For validation of the setup before switching over to new instance:
- We’ve created data in production database via the app service calls and queried the same id in the new instance, to confirm the data is getting replicated.
- We also wanted to validate whether the row count of all tables matches in both instances. The row count available as part of the information schema table is not reliable., and we felt running the count(*) command takes time and slows down the prodction database (we could get the number of rows in the new instance because long running queries in this instance won’t impact production traffic).
- Then I thought, we could get the number of rows in the new instance before switchover and after the switch over we can get the row count of the old instance (as the traffic is directed to new instance now). We didn’t do this, but this could one less disruptive way to validate number of rows.
Learnings:
- Character set, collation of columns of CHAR/VARCHAR type and how to pick relevant charset and collation for our use case.

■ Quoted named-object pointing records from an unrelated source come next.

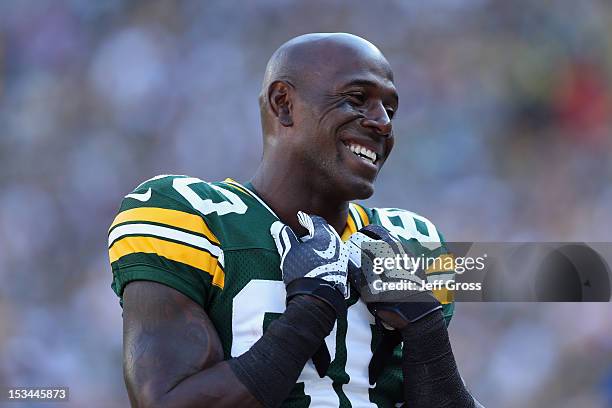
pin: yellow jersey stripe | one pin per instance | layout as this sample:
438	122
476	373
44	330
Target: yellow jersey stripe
362	214
235	184
172	218
176	252
444	295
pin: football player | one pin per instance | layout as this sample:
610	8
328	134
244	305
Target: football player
237	295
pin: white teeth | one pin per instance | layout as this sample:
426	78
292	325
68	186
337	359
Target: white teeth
363	152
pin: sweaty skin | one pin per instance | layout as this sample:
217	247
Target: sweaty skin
320	92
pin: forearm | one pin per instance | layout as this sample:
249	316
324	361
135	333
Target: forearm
272	366
431	378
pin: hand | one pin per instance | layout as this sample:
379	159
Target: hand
319	256
314	265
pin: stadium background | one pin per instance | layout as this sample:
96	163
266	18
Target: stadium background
503	134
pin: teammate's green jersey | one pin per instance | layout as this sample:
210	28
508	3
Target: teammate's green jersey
212	242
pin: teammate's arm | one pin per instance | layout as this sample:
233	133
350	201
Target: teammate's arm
172	353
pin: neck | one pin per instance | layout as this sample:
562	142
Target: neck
287	193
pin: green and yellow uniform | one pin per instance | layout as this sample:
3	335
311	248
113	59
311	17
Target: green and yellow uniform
212	242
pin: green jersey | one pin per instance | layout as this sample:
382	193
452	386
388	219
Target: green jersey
212	242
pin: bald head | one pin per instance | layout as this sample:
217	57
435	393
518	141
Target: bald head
307	59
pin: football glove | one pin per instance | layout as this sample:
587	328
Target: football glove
314	265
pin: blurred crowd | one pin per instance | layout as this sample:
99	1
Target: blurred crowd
503	134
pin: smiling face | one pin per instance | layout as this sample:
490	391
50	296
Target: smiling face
343	113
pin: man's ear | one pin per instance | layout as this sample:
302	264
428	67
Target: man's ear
279	98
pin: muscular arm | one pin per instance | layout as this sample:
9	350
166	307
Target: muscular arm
172	355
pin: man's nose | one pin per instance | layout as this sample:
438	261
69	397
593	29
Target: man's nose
378	120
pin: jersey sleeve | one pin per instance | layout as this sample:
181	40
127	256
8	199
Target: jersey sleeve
157	236
411	228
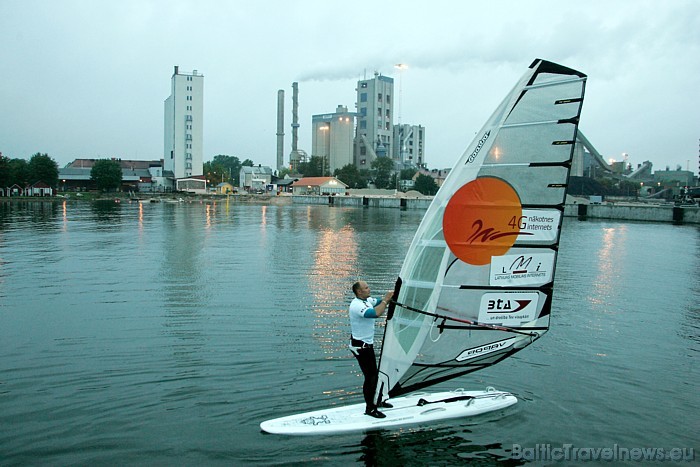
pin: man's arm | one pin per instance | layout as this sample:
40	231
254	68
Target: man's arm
380	308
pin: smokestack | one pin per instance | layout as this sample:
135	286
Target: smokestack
280	129
295	157
295	116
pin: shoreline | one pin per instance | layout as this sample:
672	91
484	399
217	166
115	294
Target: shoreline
574	207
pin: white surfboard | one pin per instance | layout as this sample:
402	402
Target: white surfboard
416	408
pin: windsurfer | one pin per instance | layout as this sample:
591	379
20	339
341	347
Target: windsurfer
363	311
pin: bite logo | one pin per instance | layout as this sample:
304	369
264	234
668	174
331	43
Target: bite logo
507	306
481	220
316	420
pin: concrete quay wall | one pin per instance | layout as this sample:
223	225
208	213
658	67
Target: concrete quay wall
360	201
635	212
612	211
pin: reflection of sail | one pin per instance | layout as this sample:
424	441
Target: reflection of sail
476	284
334	267
184	284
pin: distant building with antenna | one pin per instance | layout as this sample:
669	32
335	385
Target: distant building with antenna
183	133
409	145
375	127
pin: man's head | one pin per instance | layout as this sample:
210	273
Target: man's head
361	289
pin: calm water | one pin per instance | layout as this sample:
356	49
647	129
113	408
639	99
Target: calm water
164	333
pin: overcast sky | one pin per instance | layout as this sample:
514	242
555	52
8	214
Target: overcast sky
88	78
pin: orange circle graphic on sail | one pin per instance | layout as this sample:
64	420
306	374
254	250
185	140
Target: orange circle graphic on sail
482	220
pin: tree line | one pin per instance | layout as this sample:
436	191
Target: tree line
39	168
107	173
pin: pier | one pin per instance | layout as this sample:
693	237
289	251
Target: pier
574	207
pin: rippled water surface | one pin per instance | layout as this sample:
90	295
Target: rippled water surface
165	333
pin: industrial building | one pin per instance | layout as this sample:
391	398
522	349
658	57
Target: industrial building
184	110
375	127
332	138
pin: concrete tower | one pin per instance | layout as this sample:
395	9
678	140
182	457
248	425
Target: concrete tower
332	138
297	155
280	129
375	128
183	131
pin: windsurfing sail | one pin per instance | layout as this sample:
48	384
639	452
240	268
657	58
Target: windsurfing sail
476	284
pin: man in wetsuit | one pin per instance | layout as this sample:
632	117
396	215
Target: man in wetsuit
363	311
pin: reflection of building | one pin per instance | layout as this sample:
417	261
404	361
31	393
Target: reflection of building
318	186
375	104
183	125
332	138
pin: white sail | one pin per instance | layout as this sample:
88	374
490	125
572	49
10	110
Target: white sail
476	284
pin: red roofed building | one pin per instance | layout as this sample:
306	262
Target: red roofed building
318	186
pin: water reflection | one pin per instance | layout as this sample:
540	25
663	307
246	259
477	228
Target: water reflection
431	446
106	211
332	275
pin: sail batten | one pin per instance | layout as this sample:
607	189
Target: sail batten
478	277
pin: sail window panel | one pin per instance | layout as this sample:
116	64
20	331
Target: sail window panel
535	185
522	144
427	264
459	303
459	273
408	324
539	104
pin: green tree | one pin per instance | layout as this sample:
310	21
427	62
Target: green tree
350	176
283	171
19	172
43	169
426	185
382	167
107	174
407	174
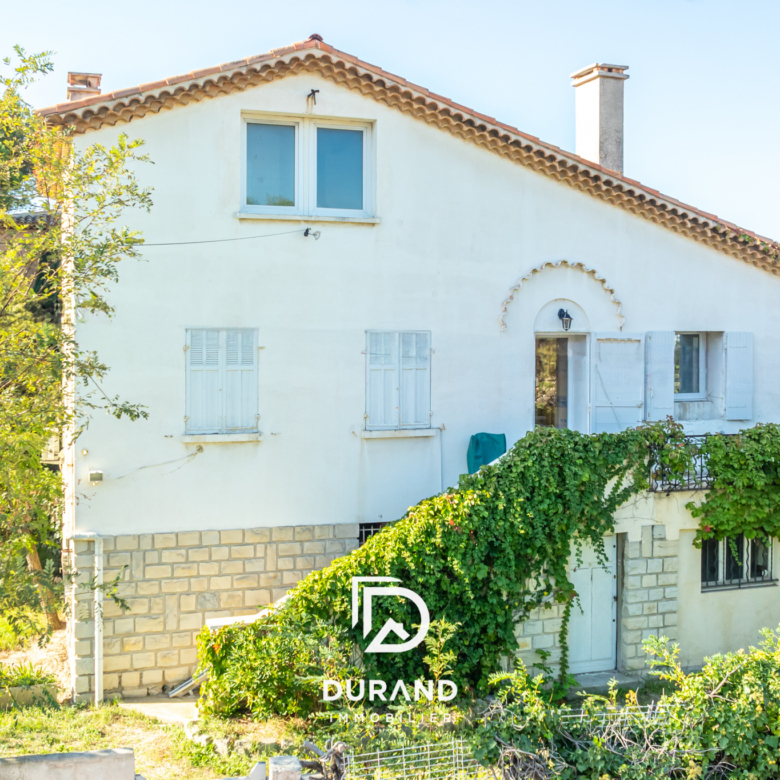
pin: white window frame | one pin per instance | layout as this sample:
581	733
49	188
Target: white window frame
298	175
702	394
306	166
400	426
367	209
222	428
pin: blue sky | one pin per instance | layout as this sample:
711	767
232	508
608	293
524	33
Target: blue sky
702	107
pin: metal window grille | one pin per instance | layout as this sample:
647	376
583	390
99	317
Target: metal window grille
736	562
432	761
367	530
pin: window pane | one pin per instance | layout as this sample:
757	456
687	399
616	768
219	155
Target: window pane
552	373
760	567
339	168
686	363
734	557
270	165
709	562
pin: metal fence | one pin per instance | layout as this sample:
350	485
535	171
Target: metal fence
432	761
696	477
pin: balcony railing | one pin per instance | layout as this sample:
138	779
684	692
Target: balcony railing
696	477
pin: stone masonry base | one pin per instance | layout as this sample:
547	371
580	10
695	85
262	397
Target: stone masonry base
172	583
647	606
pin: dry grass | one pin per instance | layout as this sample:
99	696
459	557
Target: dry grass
52	657
161	751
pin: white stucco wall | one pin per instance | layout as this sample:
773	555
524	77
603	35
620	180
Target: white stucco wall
459	226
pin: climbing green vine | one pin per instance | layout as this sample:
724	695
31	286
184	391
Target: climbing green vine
745	493
483	555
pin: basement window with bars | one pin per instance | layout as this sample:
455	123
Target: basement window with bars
736	562
398	380
367	530
221	381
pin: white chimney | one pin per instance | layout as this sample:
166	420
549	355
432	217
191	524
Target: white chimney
599	110
83	85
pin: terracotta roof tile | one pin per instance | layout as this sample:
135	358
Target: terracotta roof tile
91	113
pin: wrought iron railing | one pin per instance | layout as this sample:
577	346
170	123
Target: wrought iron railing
696	477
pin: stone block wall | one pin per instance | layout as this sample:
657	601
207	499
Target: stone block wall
649	599
540	632
647	604
173	583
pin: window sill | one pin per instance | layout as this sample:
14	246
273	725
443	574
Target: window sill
221	438
742	586
406	433
304	218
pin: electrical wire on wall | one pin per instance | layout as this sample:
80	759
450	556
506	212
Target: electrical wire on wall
306	232
186	458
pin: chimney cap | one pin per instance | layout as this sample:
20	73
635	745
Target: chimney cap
599	69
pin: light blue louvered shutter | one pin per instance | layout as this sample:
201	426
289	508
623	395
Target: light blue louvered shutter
739	375
204	405
659	374
240	384
618	378
415	390
382	380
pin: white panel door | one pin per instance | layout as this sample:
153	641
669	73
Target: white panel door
593	622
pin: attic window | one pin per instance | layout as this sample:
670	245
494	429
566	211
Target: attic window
304	166
270	165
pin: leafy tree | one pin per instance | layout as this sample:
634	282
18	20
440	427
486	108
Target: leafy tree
59	250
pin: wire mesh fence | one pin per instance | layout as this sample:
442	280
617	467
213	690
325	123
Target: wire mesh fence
432	761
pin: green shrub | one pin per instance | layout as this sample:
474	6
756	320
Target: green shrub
722	721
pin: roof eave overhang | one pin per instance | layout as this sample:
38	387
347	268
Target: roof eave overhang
314	56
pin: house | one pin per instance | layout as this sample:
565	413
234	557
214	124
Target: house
345	278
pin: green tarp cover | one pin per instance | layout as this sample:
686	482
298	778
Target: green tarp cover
485	448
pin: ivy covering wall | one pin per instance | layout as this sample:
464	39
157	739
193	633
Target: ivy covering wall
482	556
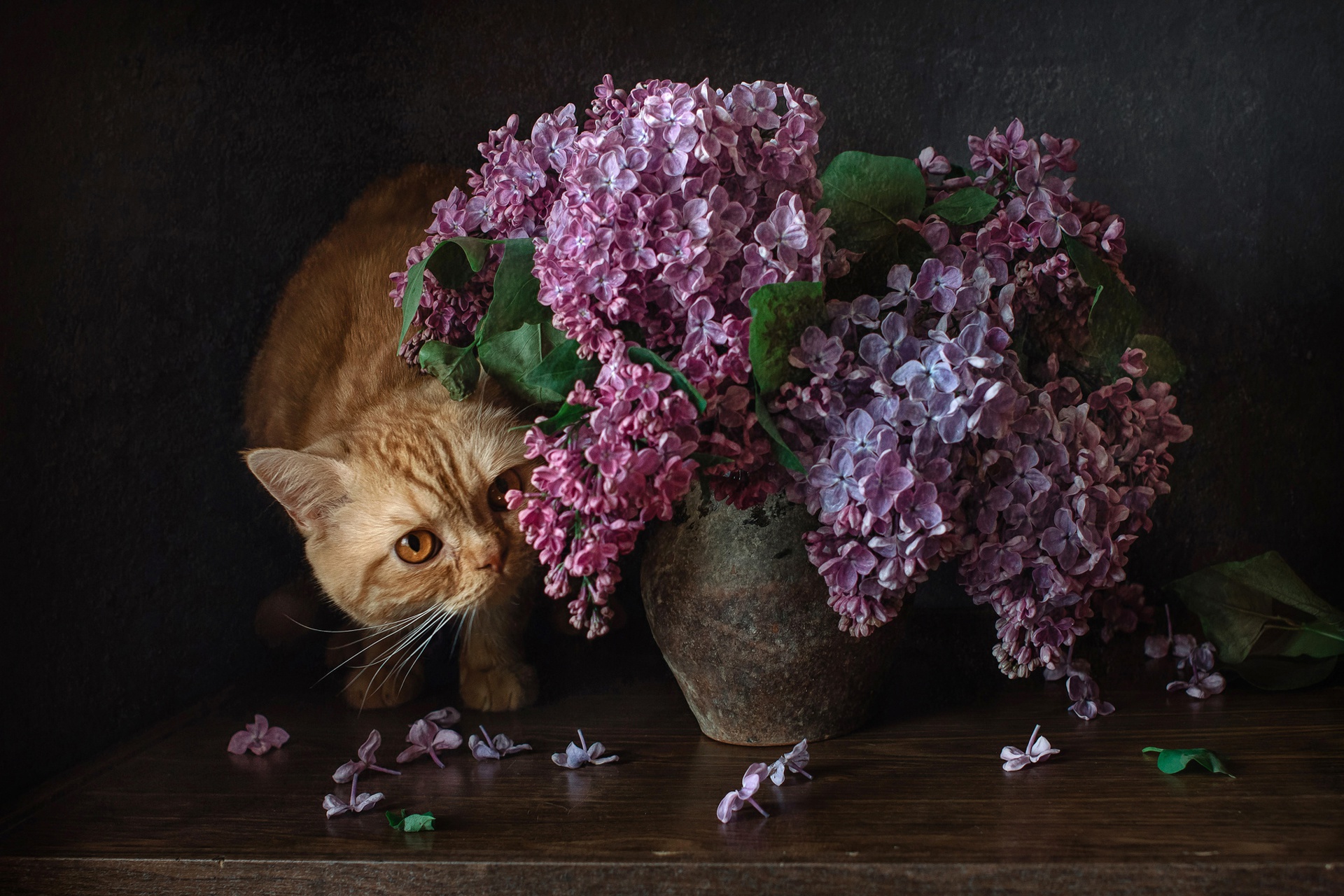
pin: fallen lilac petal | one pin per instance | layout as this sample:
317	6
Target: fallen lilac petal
444	718
258	736
1038	750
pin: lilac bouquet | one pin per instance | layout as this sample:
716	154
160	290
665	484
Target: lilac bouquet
940	363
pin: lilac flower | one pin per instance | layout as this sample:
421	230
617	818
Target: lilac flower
336	806
1038	750
818	352
1200	685
260	738
793	761
1086	696
577	755
937	285
366	762
496	747
426	736
734	799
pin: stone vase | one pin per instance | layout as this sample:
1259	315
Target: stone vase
741	617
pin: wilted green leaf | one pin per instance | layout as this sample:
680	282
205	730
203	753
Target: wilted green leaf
562	368
1174	761
512	355
967	206
568	414
783	451
452	262
410	822
514	301
1163	365
1284	673
456	367
1238	602
869	195
641	355
780	314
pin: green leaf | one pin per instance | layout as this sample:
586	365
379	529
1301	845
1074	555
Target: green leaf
783	451
641	355
514	302
512	355
562	368
1282	673
566	415
1114	315
707	460
452	262
456	367
1237	602
967	206
869	197
1174	761
410	822
780	314
1163	365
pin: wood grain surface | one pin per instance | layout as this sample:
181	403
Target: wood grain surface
916	804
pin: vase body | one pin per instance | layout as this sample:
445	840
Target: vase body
741	617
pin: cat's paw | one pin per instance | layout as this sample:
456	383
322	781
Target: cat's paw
499	688
374	688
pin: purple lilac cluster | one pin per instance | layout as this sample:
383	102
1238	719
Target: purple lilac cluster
676	202
510	199
924	440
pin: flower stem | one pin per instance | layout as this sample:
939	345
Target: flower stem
757	806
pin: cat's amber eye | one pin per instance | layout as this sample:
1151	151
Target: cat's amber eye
419	546
503	484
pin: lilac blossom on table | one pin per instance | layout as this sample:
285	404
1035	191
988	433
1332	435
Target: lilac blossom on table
260	736
925	440
734	799
793	761
428	738
581	754
496	747
336	806
1038	750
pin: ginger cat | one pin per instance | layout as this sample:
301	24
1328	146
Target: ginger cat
397	489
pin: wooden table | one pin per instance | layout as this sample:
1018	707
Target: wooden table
917	804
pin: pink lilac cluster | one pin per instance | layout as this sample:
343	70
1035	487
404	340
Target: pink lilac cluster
676	202
924	441
510	198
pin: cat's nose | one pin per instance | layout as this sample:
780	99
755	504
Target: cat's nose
493	558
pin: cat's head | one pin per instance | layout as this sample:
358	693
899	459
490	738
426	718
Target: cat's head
406	512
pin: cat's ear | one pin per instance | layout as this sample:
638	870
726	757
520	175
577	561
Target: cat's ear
308	485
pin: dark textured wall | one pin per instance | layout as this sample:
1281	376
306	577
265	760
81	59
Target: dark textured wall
166	167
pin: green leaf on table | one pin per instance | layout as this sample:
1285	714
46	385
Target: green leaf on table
514	302
452	262
707	460
780	314
869	197
1284	673
1174	761
1116	315
783	451
562	368
568	414
410	822
512	355
641	355
456	367
1241	603
1163	365
967	206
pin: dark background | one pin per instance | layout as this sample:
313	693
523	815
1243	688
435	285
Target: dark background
166	167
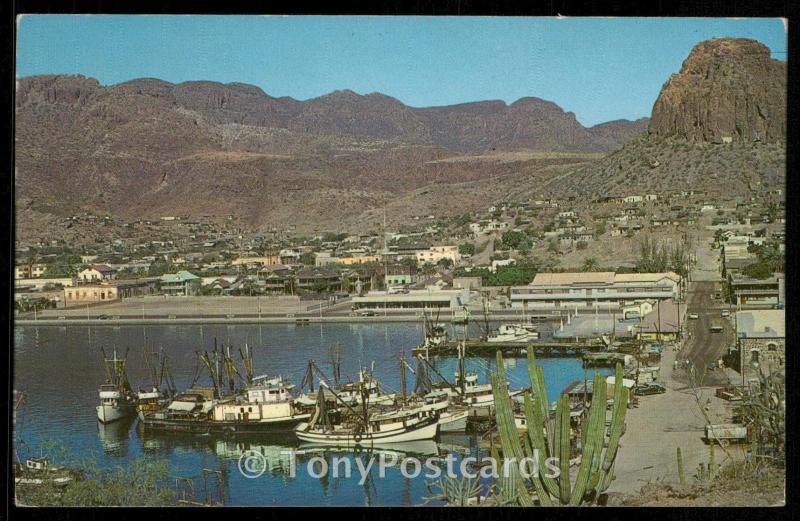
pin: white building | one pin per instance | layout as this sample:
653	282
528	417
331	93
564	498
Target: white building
607	291
414	299
497	263
96	273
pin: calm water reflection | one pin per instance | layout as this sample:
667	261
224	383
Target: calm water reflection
59	370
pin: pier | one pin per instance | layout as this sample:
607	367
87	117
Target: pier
512	349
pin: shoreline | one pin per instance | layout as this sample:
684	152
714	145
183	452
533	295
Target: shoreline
208	319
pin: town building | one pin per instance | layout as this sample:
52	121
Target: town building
751	293
29	271
761	342
96	273
399	279
182	284
470	283
607	291
90	293
255	262
358	259
317	280
661	323
434	254
413	299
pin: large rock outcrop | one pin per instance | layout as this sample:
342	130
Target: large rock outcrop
728	89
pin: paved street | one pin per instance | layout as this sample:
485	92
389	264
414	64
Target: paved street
662	423
702	347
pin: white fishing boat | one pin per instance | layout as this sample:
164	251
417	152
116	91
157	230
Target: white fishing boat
392	428
368	430
396	451
350	393
452	418
162	387
267	405
514	333
117	400
473	394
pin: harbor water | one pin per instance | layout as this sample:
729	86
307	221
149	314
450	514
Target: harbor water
59	370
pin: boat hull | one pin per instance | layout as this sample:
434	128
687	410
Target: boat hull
453	422
223	427
111	413
424	431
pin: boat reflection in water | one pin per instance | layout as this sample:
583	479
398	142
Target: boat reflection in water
114	437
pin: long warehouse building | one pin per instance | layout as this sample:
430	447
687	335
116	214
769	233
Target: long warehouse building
605	290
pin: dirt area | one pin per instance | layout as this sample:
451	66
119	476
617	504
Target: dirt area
767	488
662	423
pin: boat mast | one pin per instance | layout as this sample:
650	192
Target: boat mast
462	377
403	376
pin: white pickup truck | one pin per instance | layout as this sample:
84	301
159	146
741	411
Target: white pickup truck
725	433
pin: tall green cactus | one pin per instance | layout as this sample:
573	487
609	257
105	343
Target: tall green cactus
548	437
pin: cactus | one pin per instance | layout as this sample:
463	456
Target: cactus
551	438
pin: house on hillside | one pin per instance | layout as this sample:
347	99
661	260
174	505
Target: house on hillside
96	273
182	284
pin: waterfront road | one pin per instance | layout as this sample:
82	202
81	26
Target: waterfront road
702	347
663	422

- Amazon RDS blue-green deployments.
- Parameters groups of AWS (system variables of MySQL). For ex: read_only=true, if instance is read-only.
- Read replica vs Multi-AZ setup (Multi-AZ instance will have synchronous replication and can’t be accessed while primary zone is active, whereas read-replica will be asynchronously replicated).
- The MySQL replication types and replication type conversions.
- Planning: Prepare the green instance ready (take a couple of days buffer if needed to). Having buffer window will help us stick to the plan from long-running queries, unexpected issues with replication etc.